Y llegada a este punto, ya no sabes qué pensar porque lo vemos todo en el mismo plano, pero no es igual de legítimo defender derechos que vulnerarlos. ¿O sí? ¿Qué nos quieres decir, Campofrío? ¿Que es lo mismo participar en un levantamiento contra la legalidad vigente, con sus posteriores masacres y genocidio, que defender esa legalidad? Estoy confundida, Compofrío.

Quizás si me hubieran puesto más ejemplos, hubiera entendido esto del entendimiento. No sé, si me hubieran puesto un clásico tipo “machista vs feminista”, que iría tan bien con este guion de aquí vale todo.

Twitter ya arrojó un par de ejemplos que se podrían sumar divinamente: “Echo de menos en el anuncio una bonita historia de amor romántico maltratada – maltratador. #ironia” decía Edurne (@Edurnix).

“A McCann le ha faltado incluir a los de Coca-Cola y sus trabajadores en la campaña #Hijosdelentendimiento. Que ya van 3 años de conflicto”, decía Pedro Mozas Rello. Ireneitor‏ (@irenegonza_ ) agregaba: “Para Campofrío lo mismo es ser del Betis, que taurino o vegetariano ¿#HijosDelEntendimiento o de un malentendido?”. Claro, porque al final del anuncio ¿qué le sirven a la señora vegetariana? He rebuscado en la página de Campofrío y no he encontrado muchas opciones.

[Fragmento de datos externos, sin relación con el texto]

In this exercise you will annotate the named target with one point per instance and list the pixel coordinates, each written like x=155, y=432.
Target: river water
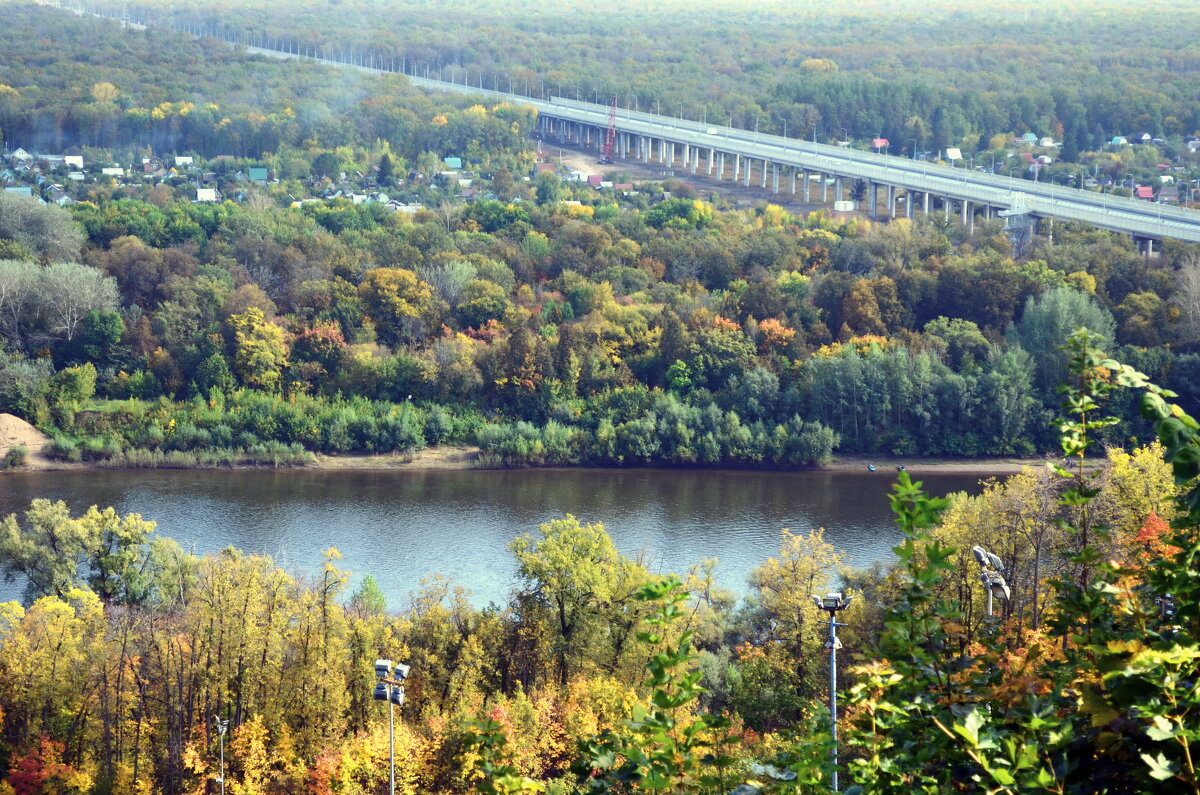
x=402, y=526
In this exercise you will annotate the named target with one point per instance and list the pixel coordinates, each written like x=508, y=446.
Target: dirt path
x=17, y=432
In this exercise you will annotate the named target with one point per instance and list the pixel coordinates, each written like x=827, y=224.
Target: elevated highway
x=785, y=165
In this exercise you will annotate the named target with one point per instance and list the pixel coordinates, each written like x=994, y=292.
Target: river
x=401, y=526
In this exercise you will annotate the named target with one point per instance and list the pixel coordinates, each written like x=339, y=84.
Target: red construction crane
x=611, y=136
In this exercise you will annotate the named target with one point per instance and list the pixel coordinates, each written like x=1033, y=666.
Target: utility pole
x=833, y=603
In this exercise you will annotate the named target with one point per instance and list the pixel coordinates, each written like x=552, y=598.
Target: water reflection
x=401, y=526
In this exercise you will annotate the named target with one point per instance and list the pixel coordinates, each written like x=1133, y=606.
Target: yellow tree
x=577, y=574
x=402, y=306
x=261, y=350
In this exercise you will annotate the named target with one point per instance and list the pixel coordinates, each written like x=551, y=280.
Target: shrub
x=15, y=458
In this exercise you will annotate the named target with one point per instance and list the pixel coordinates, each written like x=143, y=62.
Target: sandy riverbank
x=15, y=431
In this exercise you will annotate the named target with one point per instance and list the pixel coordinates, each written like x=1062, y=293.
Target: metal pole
x=833, y=692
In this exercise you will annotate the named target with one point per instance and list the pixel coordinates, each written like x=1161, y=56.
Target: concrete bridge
x=805, y=168
x=894, y=185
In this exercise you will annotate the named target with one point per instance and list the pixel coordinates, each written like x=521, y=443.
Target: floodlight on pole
x=390, y=688
x=833, y=603
x=221, y=727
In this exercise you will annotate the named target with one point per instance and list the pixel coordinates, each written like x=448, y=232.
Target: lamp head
x=832, y=602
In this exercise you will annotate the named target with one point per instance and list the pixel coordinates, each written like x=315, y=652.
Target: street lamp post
x=221, y=727
x=989, y=574
x=833, y=603
x=390, y=687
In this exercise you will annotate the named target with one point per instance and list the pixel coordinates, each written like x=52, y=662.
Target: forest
x=543, y=321
x=359, y=298
x=949, y=76
x=599, y=676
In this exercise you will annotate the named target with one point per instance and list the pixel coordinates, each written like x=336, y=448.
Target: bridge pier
x=1145, y=246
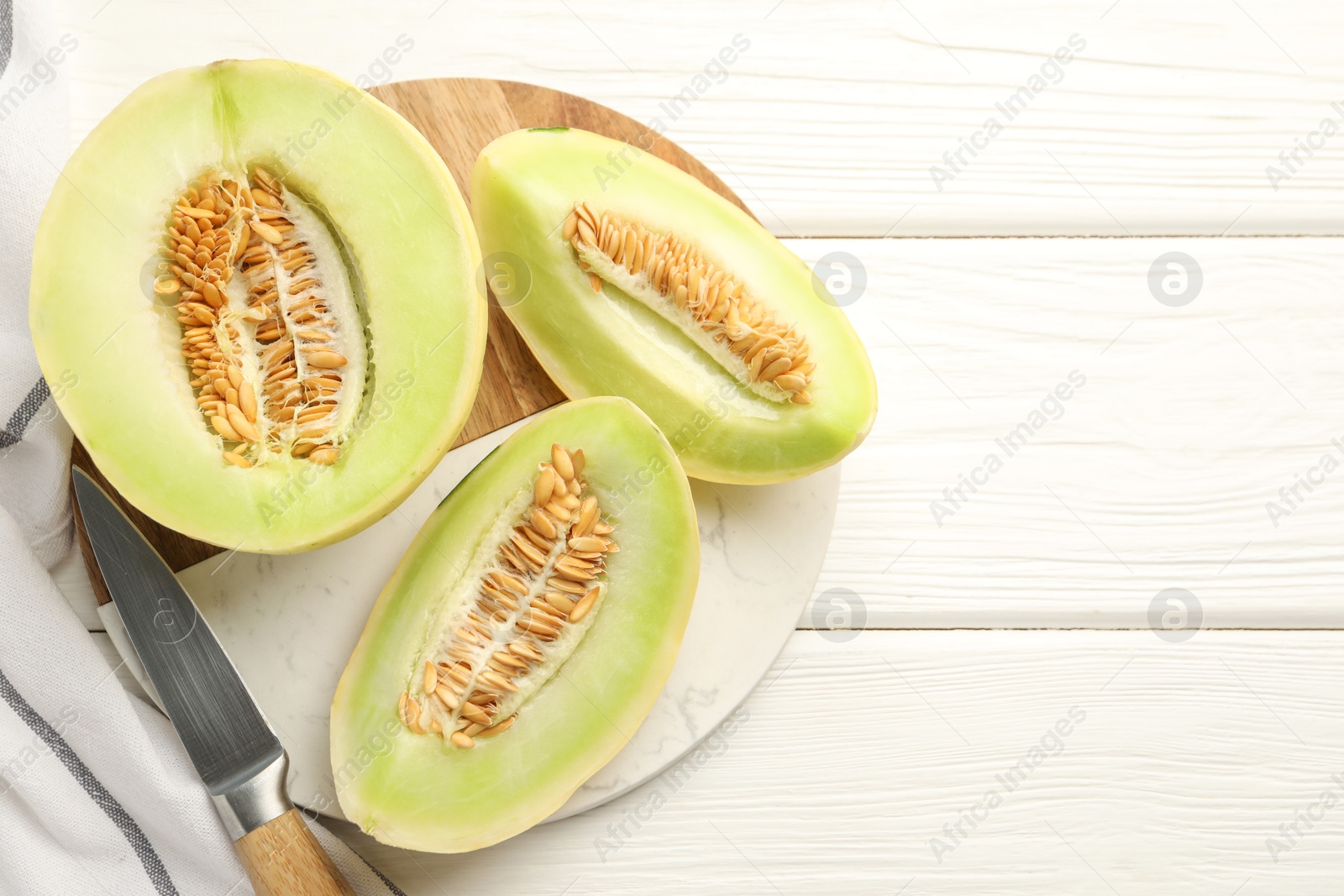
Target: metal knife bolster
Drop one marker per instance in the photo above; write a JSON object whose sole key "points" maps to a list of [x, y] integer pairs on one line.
{"points": [[259, 799]]}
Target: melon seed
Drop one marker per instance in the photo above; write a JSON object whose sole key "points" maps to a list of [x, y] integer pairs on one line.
{"points": [[248, 352], [680, 282], [523, 606]]}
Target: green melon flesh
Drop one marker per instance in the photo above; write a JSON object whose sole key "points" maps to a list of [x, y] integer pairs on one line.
{"points": [[421, 793], [405, 239], [524, 186]]}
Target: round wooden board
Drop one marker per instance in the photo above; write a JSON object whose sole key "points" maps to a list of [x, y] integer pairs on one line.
{"points": [[459, 117]]}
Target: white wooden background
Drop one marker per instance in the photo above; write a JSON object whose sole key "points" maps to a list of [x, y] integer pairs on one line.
{"points": [[857, 761]]}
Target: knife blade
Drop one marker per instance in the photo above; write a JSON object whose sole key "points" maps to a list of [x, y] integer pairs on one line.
{"points": [[228, 741]]}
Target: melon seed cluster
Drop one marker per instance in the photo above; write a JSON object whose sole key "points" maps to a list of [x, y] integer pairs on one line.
{"points": [[264, 365], [543, 582], [710, 297]]}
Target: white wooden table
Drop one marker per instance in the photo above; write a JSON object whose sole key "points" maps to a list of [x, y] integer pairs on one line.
{"points": [[1007, 720]]}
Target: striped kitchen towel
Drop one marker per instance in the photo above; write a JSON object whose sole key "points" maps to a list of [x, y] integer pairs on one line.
{"points": [[96, 792]]}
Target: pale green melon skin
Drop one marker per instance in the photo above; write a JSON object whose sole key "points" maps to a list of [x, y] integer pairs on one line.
{"points": [[524, 186], [416, 792], [403, 222]]}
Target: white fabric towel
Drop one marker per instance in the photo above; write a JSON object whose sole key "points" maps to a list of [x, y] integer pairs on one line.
{"points": [[96, 792]]}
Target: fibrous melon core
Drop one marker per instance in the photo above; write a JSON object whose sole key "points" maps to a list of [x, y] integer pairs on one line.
{"points": [[705, 301], [522, 610], [277, 354]]}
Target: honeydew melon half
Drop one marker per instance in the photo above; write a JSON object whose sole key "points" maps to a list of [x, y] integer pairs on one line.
{"points": [[409, 768], [753, 374], [255, 206]]}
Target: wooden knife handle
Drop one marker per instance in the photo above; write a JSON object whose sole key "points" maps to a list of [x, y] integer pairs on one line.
{"points": [[284, 859]]}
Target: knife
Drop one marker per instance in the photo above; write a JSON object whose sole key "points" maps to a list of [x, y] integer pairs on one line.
{"points": [[235, 752]]}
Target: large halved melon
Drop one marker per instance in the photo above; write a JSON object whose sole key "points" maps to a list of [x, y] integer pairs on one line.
{"points": [[262, 285], [523, 637], [648, 285]]}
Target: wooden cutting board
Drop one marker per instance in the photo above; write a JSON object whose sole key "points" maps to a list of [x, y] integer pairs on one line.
{"points": [[459, 117]]}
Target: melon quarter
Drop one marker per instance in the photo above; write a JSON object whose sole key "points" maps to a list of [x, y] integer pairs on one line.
{"points": [[648, 285], [524, 636], [257, 285]]}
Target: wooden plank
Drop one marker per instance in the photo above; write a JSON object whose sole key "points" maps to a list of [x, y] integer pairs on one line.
{"points": [[1158, 473], [832, 118], [1169, 453], [1162, 768]]}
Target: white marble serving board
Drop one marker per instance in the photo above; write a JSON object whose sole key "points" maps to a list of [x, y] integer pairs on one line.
{"points": [[291, 622]]}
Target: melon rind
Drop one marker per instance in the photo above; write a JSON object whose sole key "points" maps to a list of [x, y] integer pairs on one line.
{"points": [[124, 387], [524, 184], [418, 793]]}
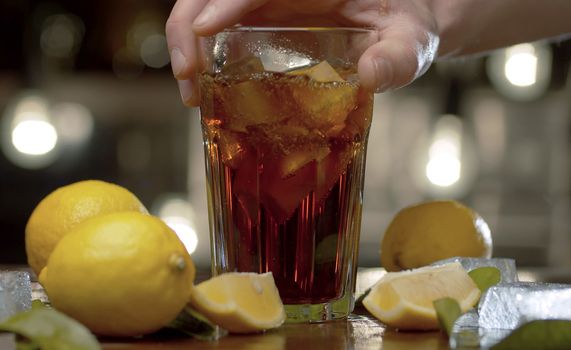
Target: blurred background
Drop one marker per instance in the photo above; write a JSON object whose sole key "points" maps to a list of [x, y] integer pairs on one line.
{"points": [[86, 91]]}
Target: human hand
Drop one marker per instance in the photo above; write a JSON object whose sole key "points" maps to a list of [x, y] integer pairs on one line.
{"points": [[407, 40]]}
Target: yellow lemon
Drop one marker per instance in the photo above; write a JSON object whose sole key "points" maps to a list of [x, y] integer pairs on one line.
{"points": [[404, 299], [422, 234], [120, 274], [240, 302], [66, 207]]}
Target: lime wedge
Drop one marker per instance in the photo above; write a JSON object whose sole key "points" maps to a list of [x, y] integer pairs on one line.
{"points": [[48, 329], [538, 335], [447, 310]]}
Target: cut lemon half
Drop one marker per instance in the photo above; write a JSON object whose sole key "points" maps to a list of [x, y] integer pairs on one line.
{"points": [[240, 302], [404, 299]]}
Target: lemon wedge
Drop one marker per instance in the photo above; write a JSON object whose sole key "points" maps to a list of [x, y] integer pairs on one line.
{"points": [[240, 302], [404, 299], [430, 231]]}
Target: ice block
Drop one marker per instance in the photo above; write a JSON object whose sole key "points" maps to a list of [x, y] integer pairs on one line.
{"points": [[510, 305], [15, 293]]}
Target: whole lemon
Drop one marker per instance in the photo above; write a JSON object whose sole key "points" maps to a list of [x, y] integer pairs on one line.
{"points": [[427, 232], [66, 207], [120, 274]]}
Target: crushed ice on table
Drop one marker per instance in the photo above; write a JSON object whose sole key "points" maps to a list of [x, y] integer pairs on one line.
{"points": [[505, 307], [509, 306], [507, 267], [15, 293]]}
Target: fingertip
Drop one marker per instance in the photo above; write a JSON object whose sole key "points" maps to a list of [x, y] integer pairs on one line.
{"points": [[376, 73], [188, 92], [179, 63]]}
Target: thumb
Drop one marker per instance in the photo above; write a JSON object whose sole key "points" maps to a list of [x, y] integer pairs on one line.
{"points": [[402, 54]]}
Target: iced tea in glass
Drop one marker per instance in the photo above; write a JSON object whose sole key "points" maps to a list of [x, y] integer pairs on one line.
{"points": [[285, 127]]}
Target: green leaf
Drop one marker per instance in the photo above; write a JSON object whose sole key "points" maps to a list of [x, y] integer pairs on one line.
{"points": [[485, 277], [192, 323], [49, 329], [447, 310], [539, 335]]}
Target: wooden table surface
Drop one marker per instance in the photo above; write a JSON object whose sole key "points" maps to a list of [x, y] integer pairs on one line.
{"points": [[359, 331]]}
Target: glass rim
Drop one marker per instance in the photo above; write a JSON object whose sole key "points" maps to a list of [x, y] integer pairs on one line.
{"points": [[262, 29]]}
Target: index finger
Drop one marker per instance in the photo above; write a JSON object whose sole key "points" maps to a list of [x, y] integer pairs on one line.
{"points": [[180, 37]]}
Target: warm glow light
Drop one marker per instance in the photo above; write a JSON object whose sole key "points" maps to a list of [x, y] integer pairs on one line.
{"points": [[443, 170], [34, 137], [184, 231], [176, 212], [444, 166], [520, 67]]}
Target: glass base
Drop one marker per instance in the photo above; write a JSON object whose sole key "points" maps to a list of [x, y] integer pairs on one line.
{"points": [[323, 312]]}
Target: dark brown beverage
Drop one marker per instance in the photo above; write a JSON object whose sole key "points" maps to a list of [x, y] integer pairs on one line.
{"points": [[285, 161]]}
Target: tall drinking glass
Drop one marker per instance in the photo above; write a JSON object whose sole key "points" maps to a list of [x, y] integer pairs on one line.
{"points": [[285, 129]]}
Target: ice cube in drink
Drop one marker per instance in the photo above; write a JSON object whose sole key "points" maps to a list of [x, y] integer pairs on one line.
{"points": [[286, 185]]}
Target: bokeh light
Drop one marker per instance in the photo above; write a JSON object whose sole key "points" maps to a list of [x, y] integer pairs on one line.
{"points": [[176, 212], [29, 137], [521, 65]]}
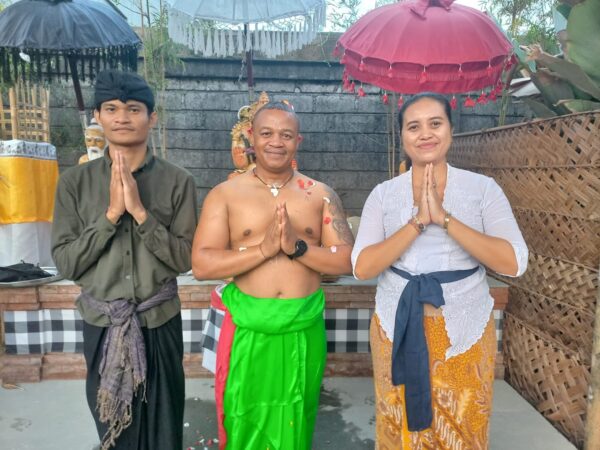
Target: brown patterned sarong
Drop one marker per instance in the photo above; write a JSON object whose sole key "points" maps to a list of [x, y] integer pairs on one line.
{"points": [[461, 392]]}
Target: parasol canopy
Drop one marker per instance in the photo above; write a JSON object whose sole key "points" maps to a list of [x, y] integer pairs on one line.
{"points": [[425, 45], [46, 39]]}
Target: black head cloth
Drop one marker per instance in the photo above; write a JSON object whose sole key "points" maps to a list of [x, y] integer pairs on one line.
{"points": [[123, 86]]}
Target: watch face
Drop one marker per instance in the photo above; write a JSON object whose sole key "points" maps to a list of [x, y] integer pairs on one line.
{"points": [[301, 248]]}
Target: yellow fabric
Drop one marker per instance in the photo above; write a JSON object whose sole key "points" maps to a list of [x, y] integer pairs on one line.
{"points": [[461, 393], [27, 188]]}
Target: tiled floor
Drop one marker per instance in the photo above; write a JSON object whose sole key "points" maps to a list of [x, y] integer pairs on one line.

“Porque se puede crear algo increíble por encima de nuestros prejuicios” es el lema final del anuncio. Campofrío, cuatro décadas de dictadura franquista y un genocidio no es un prejucio, es mucho más que eso. No se trata de que no nos podamos entender, sino de entender bien qué ha pasado en este país. Y vuestro spot suaviza de tal forma los crímenes de Estado que debería ser denunciable. Además, Campofrío, tenemos que decirte que el chiquillo que llevan preso los militares no sería rojo, ¡porque tiene una gorra de la CNT! ¡Y que los adjetivos se escriben en minúscula!

 

Emma Gascó ha participado en el jurado de la décima edición de los Premios Sombra a la peor publicidad del año, organizados por Ecologistas en Acción. El Premio del Jurado ha correspondido a Hijos el entendimiento, campaña lanzada por Campofrío Food Group en la navidad de 2016. Las cinco personas integrantes del jurado consideran que este anuncio tiene fuertes componentes de manipulación, cuando entre la marca y el producto que ofrece no tiene ninguna relación con los valores que trata de representar en sus campañas.